ARCH, TRIUMPHAL; an edifice erected by the Romans in various situations, but more especially at the entrances of their cities, in honour of victorious generals, and in later times of the emperors. These structures were originally built of brick, but afterwards of stone, or marble ; their form was that of a parallelopipedon, having one, and often three, arched apertures in the longer side, decorated with columns, sculpture, and other embellishments; the whole being surmounted with a heavy attic. When three arches were employed, they were situate so as to have one large one in the centre with a smaller one on each side of it.
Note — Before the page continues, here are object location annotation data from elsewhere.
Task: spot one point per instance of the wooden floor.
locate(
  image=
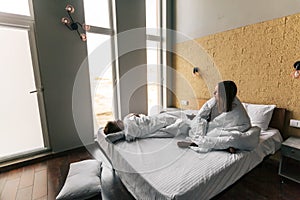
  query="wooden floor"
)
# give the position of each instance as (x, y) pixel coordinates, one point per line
(44, 180)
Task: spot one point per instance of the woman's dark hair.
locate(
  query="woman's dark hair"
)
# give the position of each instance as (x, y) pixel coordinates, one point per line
(113, 127)
(227, 91)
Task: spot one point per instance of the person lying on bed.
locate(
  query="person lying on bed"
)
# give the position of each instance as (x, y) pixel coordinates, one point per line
(141, 126)
(222, 123)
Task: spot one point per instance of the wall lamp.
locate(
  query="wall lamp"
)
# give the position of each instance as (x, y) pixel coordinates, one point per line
(196, 71)
(296, 72)
(73, 25)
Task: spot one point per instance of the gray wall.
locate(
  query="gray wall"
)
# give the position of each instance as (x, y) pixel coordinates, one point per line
(197, 18)
(131, 21)
(61, 53)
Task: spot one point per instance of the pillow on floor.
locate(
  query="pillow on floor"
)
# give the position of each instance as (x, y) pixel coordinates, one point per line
(83, 181)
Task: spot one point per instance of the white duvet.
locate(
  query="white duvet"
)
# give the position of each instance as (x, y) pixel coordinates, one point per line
(229, 129)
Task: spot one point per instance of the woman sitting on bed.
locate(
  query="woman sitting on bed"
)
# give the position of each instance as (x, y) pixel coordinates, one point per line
(220, 123)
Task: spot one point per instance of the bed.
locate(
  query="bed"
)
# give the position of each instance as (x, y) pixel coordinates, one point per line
(155, 168)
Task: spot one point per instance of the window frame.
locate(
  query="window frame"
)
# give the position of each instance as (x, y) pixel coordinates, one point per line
(28, 23)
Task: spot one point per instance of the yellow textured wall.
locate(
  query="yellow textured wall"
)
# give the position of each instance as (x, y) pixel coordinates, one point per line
(258, 57)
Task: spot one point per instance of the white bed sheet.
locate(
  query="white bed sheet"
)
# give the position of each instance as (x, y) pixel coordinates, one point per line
(155, 168)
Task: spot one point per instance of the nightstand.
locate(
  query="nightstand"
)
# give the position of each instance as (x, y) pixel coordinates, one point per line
(290, 159)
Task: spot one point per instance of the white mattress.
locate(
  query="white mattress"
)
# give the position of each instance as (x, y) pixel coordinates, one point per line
(156, 168)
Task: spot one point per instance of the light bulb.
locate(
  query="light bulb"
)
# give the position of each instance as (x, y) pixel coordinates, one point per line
(295, 74)
(83, 37)
(70, 8)
(65, 20)
(86, 27)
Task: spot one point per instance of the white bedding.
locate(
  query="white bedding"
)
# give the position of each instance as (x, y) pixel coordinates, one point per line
(155, 168)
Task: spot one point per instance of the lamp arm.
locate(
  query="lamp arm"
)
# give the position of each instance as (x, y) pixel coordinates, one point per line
(71, 17)
(67, 25)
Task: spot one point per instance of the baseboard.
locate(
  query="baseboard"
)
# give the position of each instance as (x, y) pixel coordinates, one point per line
(28, 160)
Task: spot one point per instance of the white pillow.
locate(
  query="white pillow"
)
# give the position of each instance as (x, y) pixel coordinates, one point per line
(260, 115)
(83, 181)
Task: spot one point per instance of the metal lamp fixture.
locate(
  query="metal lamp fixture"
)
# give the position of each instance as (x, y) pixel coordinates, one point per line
(73, 25)
(296, 72)
(196, 71)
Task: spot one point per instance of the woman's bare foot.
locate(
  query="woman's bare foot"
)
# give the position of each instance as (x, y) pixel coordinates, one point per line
(231, 150)
(185, 144)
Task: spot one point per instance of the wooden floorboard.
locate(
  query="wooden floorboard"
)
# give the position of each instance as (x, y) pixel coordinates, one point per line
(44, 180)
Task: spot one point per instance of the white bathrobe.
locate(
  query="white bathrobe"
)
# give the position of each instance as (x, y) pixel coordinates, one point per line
(160, 125)
(229, 129)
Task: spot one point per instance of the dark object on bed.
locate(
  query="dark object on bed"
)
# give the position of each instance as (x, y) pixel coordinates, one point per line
(278, 119)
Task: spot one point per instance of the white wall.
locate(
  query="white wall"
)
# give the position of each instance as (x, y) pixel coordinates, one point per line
(131, 21)
(198, 18)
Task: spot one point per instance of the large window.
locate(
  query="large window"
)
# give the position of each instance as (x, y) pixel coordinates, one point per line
(156, 56)
(22, 120)
(98, 14)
Under the emperors, triumphal arches became very numerous, and were made of costly materials richly orna mented. The oldest of such structures remaining in Rome is that of Titus, enriched with sculptures representing the triumph of that emperor. Two other arches erected in honour of Trajan are still in existence, the one at Ancona, the other at Benevento ; the former is of white marble of chaste ornamentation, consisting in part of bronze statues ; the latter has several fine relievos, and is in a state of good preservation. The above are single-arched ; several, however,

were constructed of three arches, amongst the most remark able of which are those of Constantine and Septimius Severus; that of Constantine has been cleared of the soil which had accumulated to some height round its base, and is perhaps the most beautiful and complete of any at Rome, but manifests some discrepancies of parts, as it was built partially of old materials from an earlier monument of Trajan ; that of Severus is a noble structure, but is much more dilapidated ; it is sixty-one feet in height, seventy-one in length, and twenty-two in depth, the central archway is twenty-two feet wide, and thirty-six high, the side ones ten feet wide, and twenty-two feet high.

But few structures of this kind have been erected by the moderns ; amongst them, however, we may notice one triple arch of Bonaparte on the Place du Carrousel, and a much • finer one at Milan.